CNTs look promising for use in a variety of applications, including semiconductor and other electronic devices, field emission display (FED) devices, fuel cells, batteries, sensors, catalysts, and composites. In mid-2003, over 25 companies worldwide were already committed to CNT production, and early-stage products incorporating CNTs were already being test marketed. The main drawback to CNTs presently is their high unit production cost. Prices for CNTs have been dropping quickly as process and catalyst technologies advance and scale of production increases, and are expected to continue dropping rapidly for at least another several years.
Most CNTs are produced by one of three processes: arc discharge, laser ablation, or catalytic chemical vapor deposition (CVD). Arc discharge and laser ablation are being used mainly to produce multi-wall CNTs, or MWCNTs for research applications, and laser ablation is being used to produce research quality single-wall CNTs, or SWCNTs. All of the commercial production of MWCNTs is based on the catalytic CVD process. Recently, CNRI of Japan introduced an alcohol-based catalytic CVD process (ACCVD) for more cost-effective production of SWCNTs from a CVD-based process. And laser ablation was adapted to produce a carbon nanohorn product.
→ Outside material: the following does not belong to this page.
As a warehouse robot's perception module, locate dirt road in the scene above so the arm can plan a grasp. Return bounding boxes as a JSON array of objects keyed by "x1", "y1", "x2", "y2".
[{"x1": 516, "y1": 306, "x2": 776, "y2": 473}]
Japan has played a key role in the R&D and early commercialization of CNTs during the last decade. This Review brings readers up-to-date on new CNT synthesis, applications, and process commercialization efforts in Japan since 2000, and provides process diagrams and photographs for three new projects to produce SWCNTs more economically. The Review is based in large part on work done by Techno Alliance Corporation (TAC) of Tokyo, Japan as part of a Nanomaterials Report from TAC's program on Advances in Materials Science in Japan.